Comme l'Italie, l'Allemagne fait partie des nations européennes sur lesquelles il faut quasiment toujours compter en compétition internationale. Dans son histoire, la Mannschaft a remporté quatre titres de champion du monde (1954, 1974, 1990 et 2014) et trois titres de champion d'Europe (1972, 1980 et 1996). Ces dernières années, l'Allemagne s'est toujours placée dans le dernier carré d'un Euro, en 2012 et 2016, avant de connaître l'une de ses plus grandes désillusions lors du Mondial 2018, avec une élimination dès la phase de groupes.

En partie remodelée, la sélection allemande regorge de joueurs expérimentés et champions du monde, à l'instar du portier Manuel Neuer et des milieux de terrain Toni Kroos et Ilkay Gündogan. Néanmoins, nombreuses sont les jeunes pousses arrivées dans ce groupe à avoir peu d'expérience au niveau international. C'est notamment le cas de Timo Werner, buteur prolifique ou encore du milieu Leon Goretzka, évoluant au Bayern Munich.

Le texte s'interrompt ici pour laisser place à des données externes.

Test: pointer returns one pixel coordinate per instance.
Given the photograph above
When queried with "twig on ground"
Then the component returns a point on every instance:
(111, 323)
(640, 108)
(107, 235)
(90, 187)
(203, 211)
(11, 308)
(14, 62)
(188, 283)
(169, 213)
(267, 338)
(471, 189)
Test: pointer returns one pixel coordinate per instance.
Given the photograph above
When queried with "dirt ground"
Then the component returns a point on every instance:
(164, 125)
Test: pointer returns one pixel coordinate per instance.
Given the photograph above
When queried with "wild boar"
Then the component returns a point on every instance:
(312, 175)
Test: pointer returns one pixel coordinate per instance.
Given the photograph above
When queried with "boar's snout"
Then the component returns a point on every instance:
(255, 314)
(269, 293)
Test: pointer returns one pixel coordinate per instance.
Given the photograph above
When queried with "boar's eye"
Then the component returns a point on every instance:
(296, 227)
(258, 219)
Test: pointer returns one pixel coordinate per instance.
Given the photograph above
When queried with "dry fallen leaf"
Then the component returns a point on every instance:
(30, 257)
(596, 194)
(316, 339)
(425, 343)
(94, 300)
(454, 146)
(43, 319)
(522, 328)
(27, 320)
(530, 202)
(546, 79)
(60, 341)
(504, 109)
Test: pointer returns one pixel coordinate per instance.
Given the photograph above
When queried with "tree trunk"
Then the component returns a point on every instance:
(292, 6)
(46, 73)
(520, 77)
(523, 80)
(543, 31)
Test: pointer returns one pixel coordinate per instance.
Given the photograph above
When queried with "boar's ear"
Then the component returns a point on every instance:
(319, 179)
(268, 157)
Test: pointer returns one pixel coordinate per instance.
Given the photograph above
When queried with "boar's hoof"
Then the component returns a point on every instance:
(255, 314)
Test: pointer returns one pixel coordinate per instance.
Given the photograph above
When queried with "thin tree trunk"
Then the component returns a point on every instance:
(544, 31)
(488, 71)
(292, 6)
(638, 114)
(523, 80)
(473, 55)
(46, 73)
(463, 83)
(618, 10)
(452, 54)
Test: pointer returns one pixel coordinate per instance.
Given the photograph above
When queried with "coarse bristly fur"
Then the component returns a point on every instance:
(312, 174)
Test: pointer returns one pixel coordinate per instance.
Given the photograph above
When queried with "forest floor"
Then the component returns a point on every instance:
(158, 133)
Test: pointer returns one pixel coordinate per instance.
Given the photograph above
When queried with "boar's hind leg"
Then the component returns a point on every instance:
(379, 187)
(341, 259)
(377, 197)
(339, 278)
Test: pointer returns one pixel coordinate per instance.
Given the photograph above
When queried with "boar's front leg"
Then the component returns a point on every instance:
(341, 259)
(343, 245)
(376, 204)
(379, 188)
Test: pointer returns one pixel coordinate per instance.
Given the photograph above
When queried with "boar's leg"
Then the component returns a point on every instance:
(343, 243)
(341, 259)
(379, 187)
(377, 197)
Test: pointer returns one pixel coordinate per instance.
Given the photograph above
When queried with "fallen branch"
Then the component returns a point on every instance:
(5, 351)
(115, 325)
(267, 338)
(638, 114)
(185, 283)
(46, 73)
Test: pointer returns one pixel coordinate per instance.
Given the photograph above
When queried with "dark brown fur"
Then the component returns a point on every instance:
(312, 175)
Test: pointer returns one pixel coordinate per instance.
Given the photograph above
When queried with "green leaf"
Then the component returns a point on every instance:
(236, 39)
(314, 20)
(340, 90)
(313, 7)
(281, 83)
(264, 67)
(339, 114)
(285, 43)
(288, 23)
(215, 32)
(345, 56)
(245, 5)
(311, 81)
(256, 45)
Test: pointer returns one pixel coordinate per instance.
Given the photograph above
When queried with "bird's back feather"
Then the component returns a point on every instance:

Outre la demi-finale perdue à l'Euro 2016 face aux Bleus (2-0), les Allemands ont souvent été la "bête noire" de l'équipe de France, avec des succès mémorables notamment au Mondial 2014 en quarts (1-0), et en demie du Mondial 1982 (3-3; 8-7 t.a.b.) et du Mondial 1986 (2-0). Aux Bleus de continuer sur leur lancée de 2016 en compétition internationale.